BSD 2-Clause "Simplified" License
21 stars 7 forks source link

Move files.opentreeoflife.org to S3 #126

Open jar398 opened 7 years ago

jar398 commented 7 years ago

The site is currently on a surplus server (varela.csail.mit.edu) that works well for the time being and is free, but if it fails in any way, recovery is not guaranteed.

I estimated S3 hosting costs at the highest service level and it comes to about $ $.28 per month for 12G.

Information on hosting web sites on S3: https://aws.amazon.com/blogs/aws/host-your-static-website-on-amazon-s3/

S3 is not the only choice, but we already have an Amazon account so it should be straightforward.

jar398 commented 7 years ago

It looks like s3-hosted web sites do not support directory indexes. I find the indexes to be quite useful because they allow one to browse to see what's available on the server. E.g.

http://files.opentreeoflife.org/ott/ http://files.opentreeoflife.org/synthesis/ http://files.opentreeoflife.org/ncbi/ http://files.opentreeoflife.org/fung/ etc.

One might use this to answer questions like:

Going to s3 would require either foregoing this feature, or implementing it ourselves via some kind of script (that would write index.html files, etc.). The latter sounds fragile to me, but maybe it could be made to work.

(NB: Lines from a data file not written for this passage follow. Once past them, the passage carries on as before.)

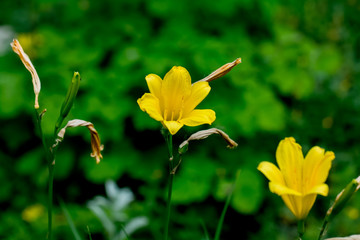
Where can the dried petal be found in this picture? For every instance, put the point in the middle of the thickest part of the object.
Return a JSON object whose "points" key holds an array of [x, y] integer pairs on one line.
{"points": [[221, 71], [96, 145], [206, 133], [29, 66]]}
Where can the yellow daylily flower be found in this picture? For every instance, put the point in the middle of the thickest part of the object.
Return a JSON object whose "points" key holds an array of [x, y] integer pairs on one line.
{"points": [[298, 180], [172, 101]]}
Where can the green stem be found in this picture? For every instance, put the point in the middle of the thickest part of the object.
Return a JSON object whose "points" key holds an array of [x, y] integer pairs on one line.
{"points": [[222, 217], [322, 231], [168, 139], [301, 228], [50, 199], [50, 160]]}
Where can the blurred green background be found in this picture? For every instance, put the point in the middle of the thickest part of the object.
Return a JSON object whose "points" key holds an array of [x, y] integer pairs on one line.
{"points": [[299, 77]]}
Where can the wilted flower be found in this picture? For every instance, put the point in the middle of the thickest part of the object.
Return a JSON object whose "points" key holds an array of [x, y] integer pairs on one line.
{"points": [[95, 139], [172, 101], [29, 66], [218, 73], [206, 133], [299, 180]]}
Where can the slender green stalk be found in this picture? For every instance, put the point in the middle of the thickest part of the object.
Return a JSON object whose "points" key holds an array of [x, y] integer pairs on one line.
{"points": [[222, 217], [301, 228], [50, 160], [50, 199], [322, 231], [168, 139], [206, 233], [70, 221], [90, 238]]}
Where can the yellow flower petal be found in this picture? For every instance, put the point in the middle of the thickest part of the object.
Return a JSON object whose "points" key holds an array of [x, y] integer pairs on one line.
{"points": [[176, 87], [290, 160], [173, 126], [154, 83], [322, 189], [150, 104], [198, 117], [271, 172], [199, 91], [281, 189], [303, 179], [317, 164]]}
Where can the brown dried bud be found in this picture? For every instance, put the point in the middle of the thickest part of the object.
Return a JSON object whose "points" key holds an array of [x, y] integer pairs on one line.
{"points": [[95, 139], [204, 134], [27, 63], [221, 71]]}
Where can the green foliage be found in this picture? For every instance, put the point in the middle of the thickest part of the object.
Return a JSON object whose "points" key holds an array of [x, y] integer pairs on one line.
{"points": [[299, 77]]}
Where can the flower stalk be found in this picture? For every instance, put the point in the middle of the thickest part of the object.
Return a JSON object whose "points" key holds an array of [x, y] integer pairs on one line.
{"points": [[168, 138]]}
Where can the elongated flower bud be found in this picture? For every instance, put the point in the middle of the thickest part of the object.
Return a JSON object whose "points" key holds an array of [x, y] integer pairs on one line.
{"points": [[69, 99], [96, 146], [30, 67], [218, 73], [204, 134]]}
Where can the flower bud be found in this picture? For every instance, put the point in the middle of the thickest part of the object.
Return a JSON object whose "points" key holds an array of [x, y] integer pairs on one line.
{"points": [[342, 198], [96, 146], [30, 67], [69, 99], [204, 134]]}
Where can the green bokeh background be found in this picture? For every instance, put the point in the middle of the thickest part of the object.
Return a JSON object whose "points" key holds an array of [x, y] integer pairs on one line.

jar398 commented 7 years ago

Another issue is that there is no server for running 'tar' on. You have to unpack locally and then send the files using 'aws s3 sync' or equivalent. For synthesis version 8.0 this is more than 50,000 files. I have no idea how long that would take. Maybe I will try it later today...

jar398 commented 7 years ago

Also, there seems to be no way to make symbolic links, breaking our 'current' links for synth and taxonomy (they would have to be maintained on a different server)

jar398 commented 7 years ago

spoke too soon, as usual. http://docs.aws.amazon.com/AmazonS3/latest/dev/how-to-page-redirect.html

jar398 commented 7 years ago

spoke too soon about listings, too. https://github.com/rufuspollock/s3-bucket-listing http://opentreeoflife-files.s3-website-us-west-2.amazonaws.com/ott/ott3.0/ This solution requires putting a special index.html in every directory.

jar398 commented 7 years ago

S3 pricing: https://aws.amazon.com/s3/pricing/ Data transfer is $.01 per Gb, so basically nothing in our case (the site is 11G, so 11 cents to grab the whole site, all versions of everything). There is a per-request fee of $0.005 per 1,000 PUT requests (less for GET). To transfer the 50,000 files belonging to a single synthesis release (if we decide to continue hosting the output/ trees on the files site) would be about 25 cents. We are not talking large numbers.

This is a simplification - prices vary depending on various plan parameters. But I don't think the numbers would be much higher than this.